# New Stainless Ultra Carry II



## SIG4ME (Oct 10, 2011)

Hadn't bought a gun in over a week so this Kimber Stainless Ultra Carry II followed me home today. :mrgreen:


----------



## scooter (May 9, 2006)

I have the eclipse ultra and after break in it has been very reliable.
Kimber makes tight guns so give it time loosen up a little.
My personal experience has been if you keep a tight grip and allow the gun to "jump" as little as possible it forces the slide to cycle completely, as the gun loosens up it will get better.


----------



## Josser (Dec 28, 2009)

CONGRATS! on a great carry Kimber! I have the Ultra Stainless Raptor II, Have had it for over 2 years and no problems at all. Just use 230gr Ball Ammo for the first 5-600 rounds and clean and oil after each 150 rounds or so. After that use Ball Ammo Hollow Point 230 gr. for defense. I use the Remington Golden Saber. My Ultra loves them :smt1099


----------



## SIG4ME (Oct 10, 2011)

scooter said:


> I have the eclipse ultra and after break in it has been very reliable.
> Kimber makes tight guns so give it time loosen up a little.
> My personal experience has been if you keep a tight grip and allow the gun to "jump" as little as possible it forces the slide to cycle completely, as the gun loosens up it will get better.


Thanks for the advise.
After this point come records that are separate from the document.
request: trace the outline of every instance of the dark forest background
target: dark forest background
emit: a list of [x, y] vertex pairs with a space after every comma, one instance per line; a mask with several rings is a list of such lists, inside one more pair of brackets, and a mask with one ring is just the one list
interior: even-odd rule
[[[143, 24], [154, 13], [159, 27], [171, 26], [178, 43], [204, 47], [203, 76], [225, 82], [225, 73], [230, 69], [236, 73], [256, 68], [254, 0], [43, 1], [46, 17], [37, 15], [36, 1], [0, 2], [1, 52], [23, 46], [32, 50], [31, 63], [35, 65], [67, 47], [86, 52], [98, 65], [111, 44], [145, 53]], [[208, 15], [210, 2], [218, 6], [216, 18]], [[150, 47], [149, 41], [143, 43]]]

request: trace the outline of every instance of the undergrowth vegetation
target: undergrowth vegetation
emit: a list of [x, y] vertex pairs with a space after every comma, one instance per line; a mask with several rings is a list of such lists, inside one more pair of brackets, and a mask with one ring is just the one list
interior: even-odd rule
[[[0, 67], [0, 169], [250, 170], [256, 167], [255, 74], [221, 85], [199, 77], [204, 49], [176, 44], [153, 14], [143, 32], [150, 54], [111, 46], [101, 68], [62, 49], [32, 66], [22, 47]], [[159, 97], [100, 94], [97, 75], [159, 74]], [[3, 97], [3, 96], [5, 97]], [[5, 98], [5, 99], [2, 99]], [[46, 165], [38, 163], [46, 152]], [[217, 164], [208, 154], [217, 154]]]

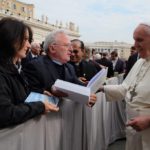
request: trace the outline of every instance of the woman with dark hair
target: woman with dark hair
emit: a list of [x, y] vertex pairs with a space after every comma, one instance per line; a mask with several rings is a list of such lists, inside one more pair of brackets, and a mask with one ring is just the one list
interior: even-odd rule
[[13, 18], [0, 20], [0, 128], [20, 124], [26, 120], [59, 108], [49, 102], [25, 103], [28, 84], [17, 63], [26, 57], [32, 30]]

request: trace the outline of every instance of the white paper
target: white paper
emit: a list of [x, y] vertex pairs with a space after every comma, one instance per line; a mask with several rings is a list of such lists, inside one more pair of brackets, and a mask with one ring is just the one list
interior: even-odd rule
[[57, 79], [54, 87], [56, 90], [68, 94], [68, 99], [87, 104], [91, 93], [95, 93], [104, 84], [107, 76], [107, 69], [99, 71], [88, 83], [87, 87]]
[[89, 88], [59, 79], [56, 80], [54, 86], [57, 90], [67, 93], [67, 99], [77, 101], [82, 104], [88, 103], [90, 96]]
[[59, 99], [54, 96], [47, 96], [45, 94], [40, 94], [36, 92], [31, 92], [29, 96], [26, 98], [25, 102], [44, 102], [45, 100], [49, 101], [52, 104], [58, 105]]

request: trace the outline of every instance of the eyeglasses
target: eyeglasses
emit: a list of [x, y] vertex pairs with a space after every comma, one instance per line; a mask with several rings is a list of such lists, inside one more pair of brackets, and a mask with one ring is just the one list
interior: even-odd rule
[[73, 51], [72, 51], [72, 53], [74, 53], [74, 54], [78, 54], [78, 50], [76, 50], [76, 49], [74, 49]]
[[58, 45], [58, 46], [64, 46], [66, 48], [72, 48], [72, 45], [71, 44], [57, 44], [57, 43], [54, 43], [53, 45]]

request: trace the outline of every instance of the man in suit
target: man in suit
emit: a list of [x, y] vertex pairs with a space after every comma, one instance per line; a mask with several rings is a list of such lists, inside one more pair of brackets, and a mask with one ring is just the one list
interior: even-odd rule
[[[47, 55], [31, 61], [24, 68], [32, 91], [62, 96], [53, 88], [56, 79], [82, 84], [75, 75], [72, 65], [67, 63], [70, 61], [72, 46], [69, 36], [63, 30], [51, 32], [46, 37], [44, 50]], [[92, 95], [90, 103], [95, 101], [96, 96]]]
[[111, 62], [113, 63], [114, 72], [120, 74], [125, 71], [125, 62], [118, 57], [116, 51], [111, 52]]
[[38, 58], [39, 54], [40, 54], [40, 51], [41, 51], [40, 44], [37, 43], [37, 42], [32, 42], [31, 43], [31, 49], [28, 52], [26, 58], [22, 59], [22, 61], [21, 61], [22, 67], [25, 67], [25, 65], [28, 64], [33, 59]]
[[73, 65], [76, 75], [81, 81], [89, 81], [100, 69], [97, 70], [93, 63], [84, 59], [85, 47], [83, 41], [74, 39], [71, 41], [71, 44], [73, 51], [70, 63]]

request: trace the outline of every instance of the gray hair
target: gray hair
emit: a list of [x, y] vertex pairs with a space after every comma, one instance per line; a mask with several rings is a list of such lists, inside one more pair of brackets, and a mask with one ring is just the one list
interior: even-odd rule
[[150, 23], [146, 23], [146, 22], [142, 22], [139, 24], [139, 26], [142, 25], [142, 26], [145, 26], [145, 31], [150, 34]]
[[43, 45], [43, 48], [46, 52], [48, 51], [49, 45], [56, 42], [58, 34], [66, 34], [67, 35], [67, 32], [65, 30], [55, 30], [55, 31], [49, 33], [47, 35], [47, 37], [45, 38], [44, 45]]
[[40, 43], [37, 43], [37, 42], [32, 42], [31, 43], [31, 49], [36, 48], [37, 46], [40, 46]]

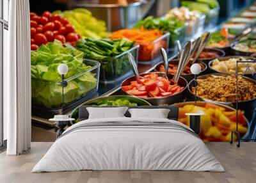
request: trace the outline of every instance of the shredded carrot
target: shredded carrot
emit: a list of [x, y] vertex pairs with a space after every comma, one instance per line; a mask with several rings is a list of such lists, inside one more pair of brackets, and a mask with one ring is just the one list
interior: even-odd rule
[[140, 29], [125, 29], [113, 32], [109, 37], [111, 39], [127, 38], [135, 41], [140, 45], [139, 60], [150, 61], [160, 54], [160, 49], [166, 47], [166, 41], [154, 42], [161, 37], [163, 33], [157, 30]]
I've got two other Kimbers - a Solo and a Super Carry Custom and both have been flawless so I expect the same with this one.


----------



## hogger (Feb 19, 2012)

I just picked up a Kimber Ultra Carry II Stainless 45 auto.....I took it to the range with some nervousness since my Sig p250 45 was a complete let down with ftf's - light hammer strikes......Nevertheless, that bad experience behind me and this new pocket rocket in my possession.....I am impressed with the Kimber. It's rock solid, well balanced, shot perfectly thru the first 100 rounds I put thru it. SO glad I finally just spent the money on a dependable handgun. It feels like a high end gun, looks like one and best of all...it shoots like one.


----------



## SIG4ME (Oct 10, 2011)

I have about 300 rounds through this gun now and it has been absolutely flawless.


----------



## scooter (May 9, 2006)

While I admit there are problems with some short 1911 type pistols I honestly believe the vast majority of the FTF/FTE you read about are people who havent learned that you have to use a very firm grip on them.It was designed as a 5" bbl and functions vastly better as a 5" but when you cut down the bbl and slide the spring weights on BOTH the recoil spring and hammer spring and the shooting methods become critical to proper function


----------



## hogger (Feb 19, 2012)

400 rounds thru so far and still rock solid. I love this gun !!!


----------